中国北京市で17日、第1回地球システム数値シミュレーション科学大会が開かれた。その中で、中国科学院大気物理研究所は、中国が独自の知的財産権を持つ「完全な」地球システム数値モデルを発表し、ソースコードを公開することを明らかにした。これは中国の地球システムモデルが協同開発、協力、ウィンウィンの新たな段階に入ったことを示している。中央テレビニュースが伝えた。
同モデルは気候システムや生態環境システムを含み、大気還流、海洋還流、陸上プロセス、海氷、エアロゲル・大気化学、植生ダイナミクス、陸地生物地球化学、海洋生物地球科学の8つのサブシステムモデルを集積し、カプラーにより地球各層間の物質、エネルギーの交換を実現する。
このモデルシステムに基づく完全な「数値シミュレーション」は、気候と環境の変化の法則の模索と理解、複数層の相互作用メカニズムの研究、将来の地球システムの変化の予測に役立ち、防災・減災や将来の気候変動対応など、国の重要な戦略的ニーズに対し、政策決定の根拠と科学技術によるサポートを提供する。
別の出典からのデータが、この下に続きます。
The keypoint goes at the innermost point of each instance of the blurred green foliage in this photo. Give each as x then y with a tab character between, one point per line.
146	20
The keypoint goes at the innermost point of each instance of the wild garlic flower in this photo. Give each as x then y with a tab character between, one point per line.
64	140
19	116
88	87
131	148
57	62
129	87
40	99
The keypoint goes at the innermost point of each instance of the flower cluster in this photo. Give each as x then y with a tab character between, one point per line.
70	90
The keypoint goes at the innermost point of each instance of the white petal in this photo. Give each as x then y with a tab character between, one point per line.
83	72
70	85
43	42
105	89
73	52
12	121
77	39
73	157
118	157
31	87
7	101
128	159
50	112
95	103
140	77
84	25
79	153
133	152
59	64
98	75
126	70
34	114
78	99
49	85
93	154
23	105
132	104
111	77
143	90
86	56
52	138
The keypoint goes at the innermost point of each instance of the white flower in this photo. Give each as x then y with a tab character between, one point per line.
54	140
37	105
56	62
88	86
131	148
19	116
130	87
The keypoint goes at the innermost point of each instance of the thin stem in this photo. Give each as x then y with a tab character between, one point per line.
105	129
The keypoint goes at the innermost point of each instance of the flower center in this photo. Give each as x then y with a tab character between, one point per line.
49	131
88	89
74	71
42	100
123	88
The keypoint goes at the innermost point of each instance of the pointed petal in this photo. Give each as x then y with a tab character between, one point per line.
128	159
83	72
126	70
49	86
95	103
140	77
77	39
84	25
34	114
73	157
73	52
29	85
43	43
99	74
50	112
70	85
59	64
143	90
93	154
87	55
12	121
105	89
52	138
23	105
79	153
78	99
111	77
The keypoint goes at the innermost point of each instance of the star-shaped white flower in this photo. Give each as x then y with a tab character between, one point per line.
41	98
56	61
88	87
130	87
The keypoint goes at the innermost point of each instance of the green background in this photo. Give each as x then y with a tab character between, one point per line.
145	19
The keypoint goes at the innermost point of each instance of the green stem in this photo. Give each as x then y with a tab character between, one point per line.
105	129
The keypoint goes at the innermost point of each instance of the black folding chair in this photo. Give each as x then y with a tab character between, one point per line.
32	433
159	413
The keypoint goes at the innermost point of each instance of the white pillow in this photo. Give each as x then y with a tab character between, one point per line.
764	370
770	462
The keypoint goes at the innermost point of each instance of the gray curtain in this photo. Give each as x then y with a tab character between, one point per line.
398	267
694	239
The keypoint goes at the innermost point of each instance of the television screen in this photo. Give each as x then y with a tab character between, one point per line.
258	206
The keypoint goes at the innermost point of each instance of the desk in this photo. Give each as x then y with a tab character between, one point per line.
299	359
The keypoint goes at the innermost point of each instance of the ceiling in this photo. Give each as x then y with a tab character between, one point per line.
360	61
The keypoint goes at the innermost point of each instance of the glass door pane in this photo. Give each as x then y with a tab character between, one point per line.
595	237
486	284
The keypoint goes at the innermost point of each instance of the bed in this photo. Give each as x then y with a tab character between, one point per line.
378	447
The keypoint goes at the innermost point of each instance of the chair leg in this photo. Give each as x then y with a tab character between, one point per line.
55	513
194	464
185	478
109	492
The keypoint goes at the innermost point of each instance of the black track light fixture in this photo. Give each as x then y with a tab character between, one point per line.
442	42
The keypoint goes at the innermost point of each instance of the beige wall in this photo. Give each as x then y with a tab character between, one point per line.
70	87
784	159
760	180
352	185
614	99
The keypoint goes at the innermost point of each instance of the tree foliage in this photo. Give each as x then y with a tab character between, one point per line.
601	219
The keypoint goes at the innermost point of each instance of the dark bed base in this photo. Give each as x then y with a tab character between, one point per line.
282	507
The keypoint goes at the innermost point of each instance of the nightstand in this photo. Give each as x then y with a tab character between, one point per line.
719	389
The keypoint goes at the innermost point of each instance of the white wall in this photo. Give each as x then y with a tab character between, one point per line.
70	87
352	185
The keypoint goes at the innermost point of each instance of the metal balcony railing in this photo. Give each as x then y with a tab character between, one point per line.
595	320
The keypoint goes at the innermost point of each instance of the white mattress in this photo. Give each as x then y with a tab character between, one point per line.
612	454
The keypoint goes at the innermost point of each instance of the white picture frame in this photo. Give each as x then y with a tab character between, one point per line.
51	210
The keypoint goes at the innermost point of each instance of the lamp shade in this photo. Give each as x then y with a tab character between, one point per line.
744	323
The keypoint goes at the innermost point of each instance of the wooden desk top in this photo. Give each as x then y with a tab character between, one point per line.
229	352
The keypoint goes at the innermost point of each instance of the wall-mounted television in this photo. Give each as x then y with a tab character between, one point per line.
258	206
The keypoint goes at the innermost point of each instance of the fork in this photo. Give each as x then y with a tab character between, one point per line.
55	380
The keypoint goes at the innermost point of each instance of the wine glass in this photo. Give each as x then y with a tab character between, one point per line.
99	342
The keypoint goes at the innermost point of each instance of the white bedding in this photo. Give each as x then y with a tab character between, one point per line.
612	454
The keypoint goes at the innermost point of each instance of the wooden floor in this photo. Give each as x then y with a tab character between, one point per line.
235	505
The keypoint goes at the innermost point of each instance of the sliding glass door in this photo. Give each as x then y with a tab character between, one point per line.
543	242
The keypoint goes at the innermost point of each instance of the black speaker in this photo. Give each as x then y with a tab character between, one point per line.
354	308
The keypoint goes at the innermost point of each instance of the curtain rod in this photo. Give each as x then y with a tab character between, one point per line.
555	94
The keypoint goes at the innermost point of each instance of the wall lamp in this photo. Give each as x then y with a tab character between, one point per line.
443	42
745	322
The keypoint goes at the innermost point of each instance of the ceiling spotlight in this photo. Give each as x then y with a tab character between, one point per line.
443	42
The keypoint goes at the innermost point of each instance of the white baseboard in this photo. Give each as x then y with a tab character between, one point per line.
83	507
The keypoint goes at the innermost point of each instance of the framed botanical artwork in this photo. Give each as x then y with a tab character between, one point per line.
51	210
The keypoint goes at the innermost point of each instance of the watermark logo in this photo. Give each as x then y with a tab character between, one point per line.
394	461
同モデルは中国国内の関連分野のトップレベルチームが共同で開発。地球科学や数学、コンピューター科学など複数学科の研究力を集積し、学際的融合のモデルとなっており、国家重要科学技術インフラ「地球システム数値シミュレーション装置」の中核ソフトウェアでもある。計約270万行のプログラムコードがあり「地球実験室」とも呼ばれている。
同モデルは2020年より、第6期結合モデル相互比較計画(CMIP6)の数値シミュレーション試験に参加しており、熱帯の風やAMOC(大西洋南北熱塩循環)、ENSO(エルニーニョ南方振動)などの指標のシミュレーション性能は世界トップレベルとなっている。